Dayton on Thursday reiterated his long-standing goal to have the state spend more money on education programs, particularly pre-kindergarten programs. When asked, he declined to say how much he believes should be spent. But he reiterated that lawmakers had better provide money for education if they want him to sign a tax cut bill.

The governor did, however, put a fine point on his plan to improve Internet access to rural areas. He wants lawmakers to approve $100 million in new broadband funding to bring higher-speed Internet access to rural areas.

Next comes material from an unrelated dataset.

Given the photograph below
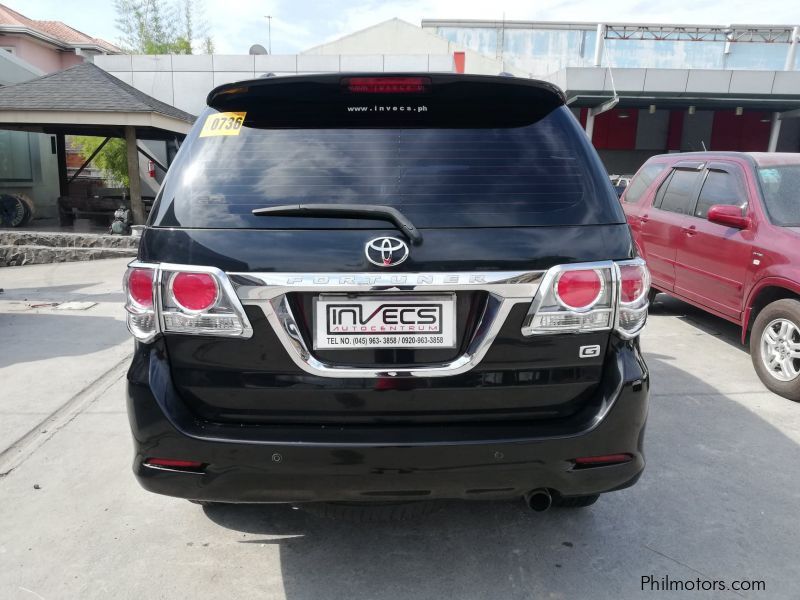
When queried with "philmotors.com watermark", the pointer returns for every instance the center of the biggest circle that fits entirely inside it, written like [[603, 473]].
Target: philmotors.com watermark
[[651, 583]]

That would be a tenfold increase over spending approved this year.

Republican legislative leaders did not reject those proposals, but they didn’t warm to them, either.

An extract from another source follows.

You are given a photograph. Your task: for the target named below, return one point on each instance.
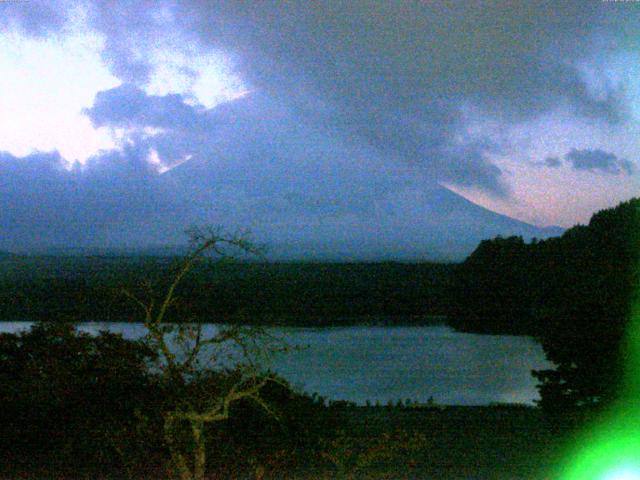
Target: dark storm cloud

“We’re not proposing any spending increases at this moment in time,” Daudt said. “It’s not that we’re necessarily against any of them; we are just going to take some time and analyze them before the next session.”

PROPOSED SPENDING, ADVOCACY GROUPS

News of the surplus Thursday spurred interest groups to clamor for a share of the money.

The Coalition of Greater Minnesota Cities said $45.5 million of the money should go to increasing legislative assistance to cities — an “investment” that Le Sueur Mayor Robert Broeder said would lead to “better roads, safer neighborhoods and stronger businesses.”

A union representing University of Minnesota faculty held a midday rally calling for the “surplus to be invested in education … not short-sighted tax giveaways.” Higher Education Commissioner Larry Pogemiller and several DFL lawmakers also spoke at the rally.

And the industry that serves older adults and Minnesotans with disabilities would also like to benefit from the state’s good fortunes.

“Finding and retaining caregivers is now a crisis across the state,” said Bruce Nelson, CEO of disability provider association ARRM.

Nelson said that groups working with those populations will ask lawmakers for about $90 million to fund wage and compensation increases for about 91,000 caregivers. Bipartisan legislative leaders are already supporting that proposal.

WHAT’S NEXT?

By Jan. 15, Dayton has to propose a bonding bill — a proposal to borrow money to pay for capital projects around the state. On Thursday, he predicted he’d propose $850 million to $1 billion in borrowed money. Because the state’s debt costs have shrunk over the past year while its revenue has increased, even a billion-dollar bonding bill would still be below the amount of debt Minnesota can afford with its current budget.

Thursday’s forecast isn’t the final word. Before lawmakers convene in March, the state’s experts will put out an updated forecast. It’s this figure, with several extra months of data, that will serve as the basis for taxing and spending decisions next year.